A recent example of such quasi-science, published once again in Science: a paper published by a group of social scientists and evolutionary theorists, plus the Google Books team, “gave the best-yet estimate of the true number of words in English”, according to a report in Wall Street Journal. Their “golden number”: “a million, far more than any dictionary has recorded”. The more the merrier, right?!
However, searching for the number of words in English (or any other language for that matter) is meaningless in more than one sense. According to the Oxford English Dictionary,
“How many words are there in the English language? There is no single sensible answer to this question. It’s impossible to count the number of words in a language, because it’s so hard to decide what actually counts as a word.”
Since new words are coined — estimates range from 8,000 to 25,000 a year, and that’s 22 to 68 words a day! — and old words fall out of use, any number is by necessity a snapshot of the language on a given day. Since there is no accepted authority over the English language, who decided whether any given “word” (or word form, or spelling) counts? And most importantly, what are the boundaries of what we call “English”? How do we decide what is included and what is excluded as an archaic, dialectal, regional, obsolete, professionalism, etc.?
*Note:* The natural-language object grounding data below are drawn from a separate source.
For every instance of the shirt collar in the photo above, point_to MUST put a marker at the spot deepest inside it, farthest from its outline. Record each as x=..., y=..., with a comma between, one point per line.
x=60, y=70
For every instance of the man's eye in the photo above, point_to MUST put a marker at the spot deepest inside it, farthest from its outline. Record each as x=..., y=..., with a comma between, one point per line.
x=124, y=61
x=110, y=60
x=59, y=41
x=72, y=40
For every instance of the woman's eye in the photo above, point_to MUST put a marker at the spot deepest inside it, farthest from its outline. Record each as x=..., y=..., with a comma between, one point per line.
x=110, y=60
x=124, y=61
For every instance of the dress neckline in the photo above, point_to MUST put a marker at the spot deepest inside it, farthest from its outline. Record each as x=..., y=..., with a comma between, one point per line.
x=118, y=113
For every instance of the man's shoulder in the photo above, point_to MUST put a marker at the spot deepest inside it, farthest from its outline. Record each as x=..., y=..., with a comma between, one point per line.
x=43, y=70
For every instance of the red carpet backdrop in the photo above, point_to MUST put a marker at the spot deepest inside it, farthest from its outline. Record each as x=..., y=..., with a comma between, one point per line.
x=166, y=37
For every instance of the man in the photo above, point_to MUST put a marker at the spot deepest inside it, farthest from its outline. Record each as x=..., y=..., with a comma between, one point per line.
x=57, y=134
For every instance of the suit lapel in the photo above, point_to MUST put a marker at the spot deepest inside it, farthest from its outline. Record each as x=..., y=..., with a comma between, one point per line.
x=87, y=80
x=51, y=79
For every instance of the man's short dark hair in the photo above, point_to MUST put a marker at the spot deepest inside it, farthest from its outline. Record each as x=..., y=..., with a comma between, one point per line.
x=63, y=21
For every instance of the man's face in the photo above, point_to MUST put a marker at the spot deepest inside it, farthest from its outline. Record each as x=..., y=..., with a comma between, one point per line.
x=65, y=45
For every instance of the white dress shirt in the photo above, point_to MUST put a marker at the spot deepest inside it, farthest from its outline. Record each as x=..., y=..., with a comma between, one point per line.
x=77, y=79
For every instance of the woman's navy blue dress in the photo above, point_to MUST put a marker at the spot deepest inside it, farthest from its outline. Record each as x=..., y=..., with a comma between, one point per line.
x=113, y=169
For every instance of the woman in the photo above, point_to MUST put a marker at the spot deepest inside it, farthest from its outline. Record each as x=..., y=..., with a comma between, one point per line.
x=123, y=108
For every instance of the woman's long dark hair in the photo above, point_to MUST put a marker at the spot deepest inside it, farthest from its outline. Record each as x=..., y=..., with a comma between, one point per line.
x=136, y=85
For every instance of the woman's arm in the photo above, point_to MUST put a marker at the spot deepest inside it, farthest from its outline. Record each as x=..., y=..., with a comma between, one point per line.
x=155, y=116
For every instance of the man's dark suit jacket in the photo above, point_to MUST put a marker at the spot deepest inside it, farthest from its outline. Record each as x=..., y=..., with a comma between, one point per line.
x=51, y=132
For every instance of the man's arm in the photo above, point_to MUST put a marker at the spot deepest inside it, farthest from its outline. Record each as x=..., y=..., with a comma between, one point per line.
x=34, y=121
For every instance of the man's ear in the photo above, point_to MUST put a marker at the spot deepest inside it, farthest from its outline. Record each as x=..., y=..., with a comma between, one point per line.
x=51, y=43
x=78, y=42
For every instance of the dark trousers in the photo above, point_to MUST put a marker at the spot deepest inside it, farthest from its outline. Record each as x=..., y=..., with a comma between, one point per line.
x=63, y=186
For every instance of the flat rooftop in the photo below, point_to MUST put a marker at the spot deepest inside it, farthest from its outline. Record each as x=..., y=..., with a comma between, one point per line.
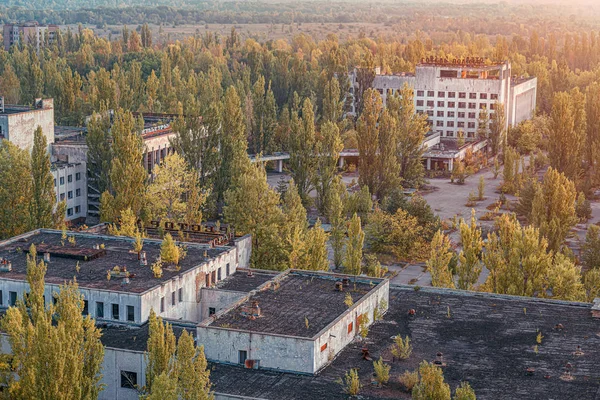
x=285, y=306
x=487, y=340
x=135, y=338
x=93, y=271
x=12, y=109
x=241, y=281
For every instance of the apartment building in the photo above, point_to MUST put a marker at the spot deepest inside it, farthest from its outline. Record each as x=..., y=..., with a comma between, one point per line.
x=31, y=33
x=453, y=94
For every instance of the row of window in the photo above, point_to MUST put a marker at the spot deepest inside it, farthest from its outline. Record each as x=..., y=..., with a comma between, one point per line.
x=452, y=104
x=70, y=194
x=70, y=211
x=69, y=178
x=461, y=95
x=173, y=302
x=130, y=317
x=459, y=124
x=453, y=133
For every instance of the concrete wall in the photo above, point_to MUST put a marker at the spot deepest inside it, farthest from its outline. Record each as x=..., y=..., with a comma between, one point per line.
x=244, y=251
x=115, y=361
x=336, y=335
x=21, y=126
x=77, y=204
x=191, y=283
x=73, y=153
x=523, y=102
x=278, y=352
x=92, y=296
x=217, y=299
x=290, y=353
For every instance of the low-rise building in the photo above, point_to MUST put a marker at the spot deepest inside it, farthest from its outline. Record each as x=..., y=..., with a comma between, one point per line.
x=117, y=283
x=18, y=123
x=298, y=322
x=29, y=33
x=71, y=146
x=70, y=184
x=453, y=93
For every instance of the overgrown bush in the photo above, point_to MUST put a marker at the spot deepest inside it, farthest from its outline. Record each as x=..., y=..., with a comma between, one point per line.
x=352, y=383
x=382, y=371
x=409, y=379
x=402, y=348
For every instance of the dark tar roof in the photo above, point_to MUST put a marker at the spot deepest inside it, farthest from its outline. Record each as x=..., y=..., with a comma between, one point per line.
x=12, y=109
x=487, y=340
x=298, y=297
x=240, y=281
x=93, y=273
x=134, y=338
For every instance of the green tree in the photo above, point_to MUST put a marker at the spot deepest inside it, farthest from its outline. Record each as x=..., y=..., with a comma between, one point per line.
x=337, y=219
x=431, y=384
x=565, y=280
x=592, y=140
x=172, y=184
x=233, y=148
x=465, y=392
x=333, y=105
x=160, y=350
x=44, y=197
x=252, y=206
x=591, y=247
x=469, y=266
x=354, y=247
x=16, y=191
x=517, y=258
x=553, y=208
x=566, y=140
x=388, y=168
x=412, y=128
x=315, y=250
x=398, y=234
x=368, y=139
x=100, y=152
x=128, y=174
x=439, y=260
x=56, y=351
x=164, y=387
x=328, y=149
x=193, y=381
x=483, y=125
x=303, y=150
x=497, y=128
x=174, y=368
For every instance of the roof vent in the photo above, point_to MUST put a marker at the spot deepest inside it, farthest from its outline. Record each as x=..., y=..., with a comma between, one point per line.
x=596, y=308
x=252, y=311
x=5, y=265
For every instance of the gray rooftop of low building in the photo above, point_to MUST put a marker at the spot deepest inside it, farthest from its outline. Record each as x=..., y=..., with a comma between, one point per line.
x=94, y=264
x=13, y=109
x=135, y=338
x=288, y=303
x=486, y=340
x=246, y=280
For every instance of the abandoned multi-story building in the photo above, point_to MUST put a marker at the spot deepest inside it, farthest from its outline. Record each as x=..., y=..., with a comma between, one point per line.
x=71, y=147
x=29, y=33
x=18, y=123
x=453, y=94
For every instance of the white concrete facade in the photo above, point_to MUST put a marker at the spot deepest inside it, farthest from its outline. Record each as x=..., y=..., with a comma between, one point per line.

These decisions are made by lexicographers on a case by case basis, and that’s also why different dictionaries list differing numbers of entries. For example, the abovementioned Oxford English Dictionary (2nd edition) lists over 600,000 definitions; Webster’s Third New International Dictionary, Unabridged lists 475,000 main headwords; whereas The Global Language Monitor announced that the English language had crossed the 1,000,000-word threshold on June 10, 2009.
Let me conclude once again with my favorite quote from Geoffrey Pullum:
“Precision, richness, and eloquence don’t spring from dictionary page count. They’re a function not of how well you’ve been endowed by lexicographical history but of how well you use what you’ve got. People don’t seem to understand that vocabulary-size counting is to language as penis-length measurement is to sexiness.”
And to the editors of Science: counting does not make science!